5: DESIGN CONSISTENT HASHING - swchen1234/systemDesign GitHub Wiki
目的: distribute requests/data efficiently and evenly across servers.
The rehashing Problem
$$serverIndex = hash(key) % N, where N is the size of the server pool.$$ problems arise when new servers are added, or existing servers are removed. This means that when server 1 goes offline, most cache clients will connect to the wrong servers to fetch data. 解决方法:consistent hashing
Consistent hashing
Basic Steps:
- Map servers and keys on to the ring using a uniformly distributed hash function.
- Hash function的选择和之前不同,如SHA-1 is used as the hash function f, and the output range of the hash function is: x0, x1, x2, x3, ..., xn. In cryptography, SHA-1’s hash space goes from 0 to 2^160 - 1.
- 注意这里不用module了。
- To find out which server a key is mapped to, go clockwise from the key position until the first server on the ring is found.

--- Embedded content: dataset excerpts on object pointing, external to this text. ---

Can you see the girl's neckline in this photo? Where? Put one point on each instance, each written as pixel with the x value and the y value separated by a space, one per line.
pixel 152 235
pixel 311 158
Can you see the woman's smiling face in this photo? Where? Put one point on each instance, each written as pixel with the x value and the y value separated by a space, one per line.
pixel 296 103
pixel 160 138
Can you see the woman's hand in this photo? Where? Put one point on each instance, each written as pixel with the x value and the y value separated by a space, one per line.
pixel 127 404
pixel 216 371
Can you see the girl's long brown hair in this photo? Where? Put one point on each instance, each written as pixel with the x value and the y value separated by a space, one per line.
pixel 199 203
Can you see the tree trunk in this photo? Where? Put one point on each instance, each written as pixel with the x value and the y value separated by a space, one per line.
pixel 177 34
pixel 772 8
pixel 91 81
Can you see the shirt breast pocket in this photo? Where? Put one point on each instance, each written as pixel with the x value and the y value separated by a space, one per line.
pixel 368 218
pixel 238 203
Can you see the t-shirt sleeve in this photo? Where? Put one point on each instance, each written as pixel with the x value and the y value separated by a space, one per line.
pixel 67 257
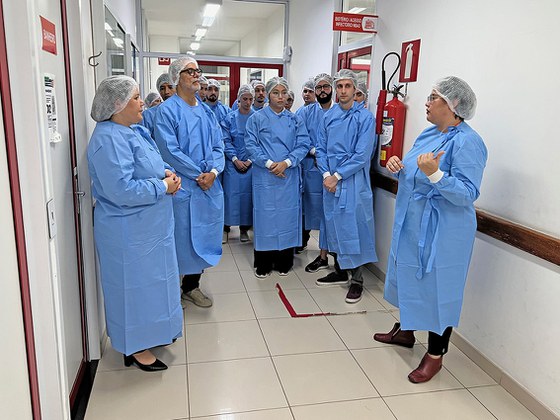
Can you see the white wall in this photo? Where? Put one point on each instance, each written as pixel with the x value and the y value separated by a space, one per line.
pixel 507 52
pixel 311 38
pixel 125 13
pixel 15 398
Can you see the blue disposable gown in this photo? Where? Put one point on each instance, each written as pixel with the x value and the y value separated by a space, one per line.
pixel 346 143
pixel 276 201
pixel 148 116
pixel 312 177
pixel 133 229
pixel 190 139
pixel 220 110
pixel 238 196
pixel 434 229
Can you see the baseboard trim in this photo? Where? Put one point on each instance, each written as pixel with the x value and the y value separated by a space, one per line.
pixel 518 391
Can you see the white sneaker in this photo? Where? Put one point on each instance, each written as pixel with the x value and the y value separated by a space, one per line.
pixel 197 297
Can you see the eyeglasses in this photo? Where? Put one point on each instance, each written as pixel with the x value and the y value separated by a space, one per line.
pixel 433 98
pixel 192 72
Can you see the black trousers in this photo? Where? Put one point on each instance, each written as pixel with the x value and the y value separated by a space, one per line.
pixel 438 345
pixel 266 261
pixel 190 282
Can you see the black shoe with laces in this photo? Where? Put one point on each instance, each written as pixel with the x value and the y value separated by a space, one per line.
pixel 333 279
pixel 317 264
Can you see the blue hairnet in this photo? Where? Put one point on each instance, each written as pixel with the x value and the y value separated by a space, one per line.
pixel 459 96
pixel 243 89
pixel 112 96
pixel 322 76
pixel 346 74
pixel 152 96
pixel 177 66
pixel 163 78
pixel 214 82
pixel 275 81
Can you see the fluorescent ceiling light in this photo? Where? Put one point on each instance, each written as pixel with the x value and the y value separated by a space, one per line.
pixel 208 21
pixel 200 32
pixel 211 10
pixel 356 9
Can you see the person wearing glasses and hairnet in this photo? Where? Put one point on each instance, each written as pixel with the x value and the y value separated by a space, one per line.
pixel 313 217
pixel 277 141
pixel 237 176
pixel 153 99
pixel 435 224
pixel 133 226
pixel 346 142
pixel 190 139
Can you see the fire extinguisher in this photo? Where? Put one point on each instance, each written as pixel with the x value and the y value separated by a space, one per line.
pixel 390 118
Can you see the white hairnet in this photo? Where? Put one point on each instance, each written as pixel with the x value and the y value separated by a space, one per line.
pixel 215 83
pixel 459 96
pixel 256 83
pixel 322 76
pixel 112 96
pixel 310 84
pixel 362 88
pixel 346 74
pixel 152 96
pixel 177 66
pixel 243 89
pixel 275 81
pixel 164 78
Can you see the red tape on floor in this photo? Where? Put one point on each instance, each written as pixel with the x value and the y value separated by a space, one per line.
pixel 294 314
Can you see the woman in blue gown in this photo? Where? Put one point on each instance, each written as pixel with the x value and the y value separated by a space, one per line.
pixel 277 141
pixel 435 224
pixel 238 200
pixel 133 226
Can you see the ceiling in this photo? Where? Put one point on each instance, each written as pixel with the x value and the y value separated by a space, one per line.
pixel 235 20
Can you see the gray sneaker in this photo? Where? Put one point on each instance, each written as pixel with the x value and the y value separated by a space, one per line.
pixel 197 297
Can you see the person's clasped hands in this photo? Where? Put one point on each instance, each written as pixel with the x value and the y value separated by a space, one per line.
pixel 173 182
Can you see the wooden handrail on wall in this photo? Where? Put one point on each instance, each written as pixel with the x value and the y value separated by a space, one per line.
pixel 528 240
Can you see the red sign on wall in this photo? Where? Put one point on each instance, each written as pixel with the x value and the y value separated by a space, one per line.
pixel 48 33
pixel 352 22
pixel 410 54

- 添加/删除 a server,依照顺时针查找的原理,只有 k/n 个keys 需要被 remapped on average, where k is the number of keys, and n is the number of slots.
Two Issues:
- it is impossible to keep the same size of partitions on the ring for all servers considering a server can be added or removed.
- it is possible to have a non-uniform key distribution on the ring
解决方法 => Virtual nodes
Instead of using s0, we have s0_0, s0_1, and s0_2 to represent server 0 on the ring. Similarly, s1_0, s1_1, and s1_2 represent server 1 on the ring. With virtual nodes, each server is responsible for multiple partitions. Partitions (edges) with label s0 are managed by server 0. On the other hand, partitions with label s1 are managed by server 1. 实验证明virtual node 越多,standard deviation越小,从而mapping 更加平均。 virtualNode
Benefits of Consistent Hashing
- Minimized keys are redistributed when servers are added or removed.
- It is easy to scale horizontally because data are more evenly distributed.
- Mitigate hotspot key problem